We compute the similarity matrix using the elastic distance (metric='elastic'). After smoothing the data with B-spline basis functions, we configure a functional autoencoder with an encoder-decoder architecture (16 → 8 → 4 (latent) → 8 → 16 → 16 → 16 with functional layers of size 16 at both ends). We train the model for 150 epochs. The output labels from predict are the cluster assignments found by the path-following homotopy algorithm. We print the Adjusted Rand Index (ARI) and Adjusted Mutual Information (AMI) to evaluate how well the predicted clusters match the true clusters (y_true).
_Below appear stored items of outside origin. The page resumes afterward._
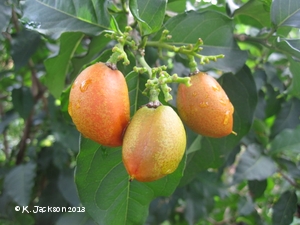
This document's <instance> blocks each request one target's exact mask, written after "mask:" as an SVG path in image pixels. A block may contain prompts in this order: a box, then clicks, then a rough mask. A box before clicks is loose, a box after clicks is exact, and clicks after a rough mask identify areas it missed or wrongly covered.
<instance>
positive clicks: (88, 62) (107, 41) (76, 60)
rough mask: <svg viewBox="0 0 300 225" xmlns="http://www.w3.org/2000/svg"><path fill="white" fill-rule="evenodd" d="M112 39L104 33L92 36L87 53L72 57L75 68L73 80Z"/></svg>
mask: <svg viewBox="0 0 300 225" xmlns="http://www.w3.org/2000/svg"><path fill="white" fill-rule="evenodd" d="M110 41H111V39H110V38H107V37H105V34H104V33H101V34H100V35H98V36H94V37H91V42H90V44H89V45H88V49H87V52H86V54H83V55H82V54H80V55H79V56H74V57H73V58H72V59H71V62H72V66H73V70H72V72H71V75H70V78H71V79H72V80H73V79H74V78H75V77H77V75H78V74H79V73H80V71H81V70H82V68H83V67H84V66H85V65H87V64H89V63H91V62H92V61H93V60H95V59H96V58H97V57H98V56H99V55H100V54H101V53H102V52H103V51H104V49H105V46H106V45H107V44H108V43H109V42H110Z"/></svg>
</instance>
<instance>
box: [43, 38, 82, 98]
mask: <svg viewBox="0 0 300 225" xmlns="http://www.w3.org/2000/svg"><path fill="white" fill-rule="evenodd" d="M83 36H84V35H83V34H81V33H64V34H63V35H62V36H61V38H60V49H59V53H58V54H57V55H55V56H53V57H51V58H48V59H46V60H45V67H46V71H47V74H46V78H45V85H46V86H47V87H48V89H49V91H50V93H51V94H52V95H53V96H54V97H55V98H59V97H60V95H61V92H62V91H63V89H64V87H65V79H66V75H67V73H68V71H69V67H70V60H71V58H72V57H73V55H74V52H75V50H76V48H77V47H78V45H79V44H80V42H81V40H82V38H83Z"/></svg>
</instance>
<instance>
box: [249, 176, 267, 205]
mask: <svg viewBox="0 0 300 225" xmlns="http://www.w3.org/2000/svg"><path fill="white" fill-rule="evenodd" d="M267 185H268V182H267V180H248V188H249V191H250V195H251V197H252V199H254V200H255V199H257V198H260V197H261V196H263V194H264V192H265V190H266V188H267Z"/></svg>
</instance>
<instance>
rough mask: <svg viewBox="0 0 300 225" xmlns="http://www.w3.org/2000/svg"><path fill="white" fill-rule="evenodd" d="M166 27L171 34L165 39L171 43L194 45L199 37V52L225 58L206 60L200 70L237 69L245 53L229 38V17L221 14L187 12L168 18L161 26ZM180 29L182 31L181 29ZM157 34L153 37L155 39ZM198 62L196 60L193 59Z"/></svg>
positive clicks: (229, 32) (206, 54)
mask: <svg viewBox="0 0 300 225" xmlns="http://www.w3.org/2000/svg"><path fill="white" fill-rule="evenodd" d="M162 29H163V30H165V29H167V30H169V35H170V36H171V37H172V38H170V39H168V40H166V42H167V43H169V44H172V45H189V44H195V43H196V41H197V40H198V39H199V38H201V39H202V40H203V42H204V45H203V46H201V47H203V50H202V51H201V52H200V54H202V55H219V54H224V55H225V58H223V59H218V60H217V62H210V63H209V64H207V65H205V66H202V65H199V69H200V70H205V69H208V68H214V69H219V70H222V71H225V72H234V73H235V72H237V71H238V70H239V69H241V68H242V66H243V65H244V62H245V61H246V58H247V53H246V52H244V51H241V50H240V49H239V47H238V45H237V44H236V42H235V40H234V38H233V26H232V20H231V19H230V18H228V17H226V16H224V15H223V14H221V13H216V12H212V11H204V12H196V11H190V12H186V13H183V14H179V15H177V16H174V17H172V18H171V19H169V20H168V21H167V22H166V24H165V25H164V26H163V28H162ZM183 30H184V32H182V31H183ZM159 38H160V35H157V36H156V37H155V39H159ZM196 60H197V61H199V62H200V60H198V59H196Z"/></svg>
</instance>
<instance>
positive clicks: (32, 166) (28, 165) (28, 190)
mask: <svg viewBox="0 0 300 225" xmlns="http://www.w3.org/2000/svg"><path fill="white" fill-rule="evenodd" d="M35 170H36V164H35V163H33V162H29V163H27V164H23V165H18V166H16V167H14V168H13V169H12V170H11V171H9V172H8V173H7V174H6V176H5V178H4V190H5V191H6V192H7V193H8V194H9V196H10V197H11V198H12V199H13V200H14V201H15V202H16V203H17V205H20V206H28V205H29V202H30V199H31V193H32V188H33V186H34V178H35V176H36V171H35Z"/></svg>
In this example, we demonstrate FAEclust on the "Plane" dataset using a similar workflow: similarity computation, smoothing, and clustering via the functional autoencoder.
We compute the similarity matrix using FastDTW (metric='fastdtw'). After building the similarity matrix, we smooth each sample path with B-spline basis functions. The functional autoencoder is configured with the architecture: [32, 16, 8, 16, 32, 32, 32] which produces a latent representation of dimension 8. After 100 epochs, we obtain the final cluster labels.
The above examples and parameters serve as a guide, but users are encouraged to experiment with the basis size (l, m), network depth (layers), and loss weights (lambda_e, lambda_d, lambda_c) to best fit their specific datasets.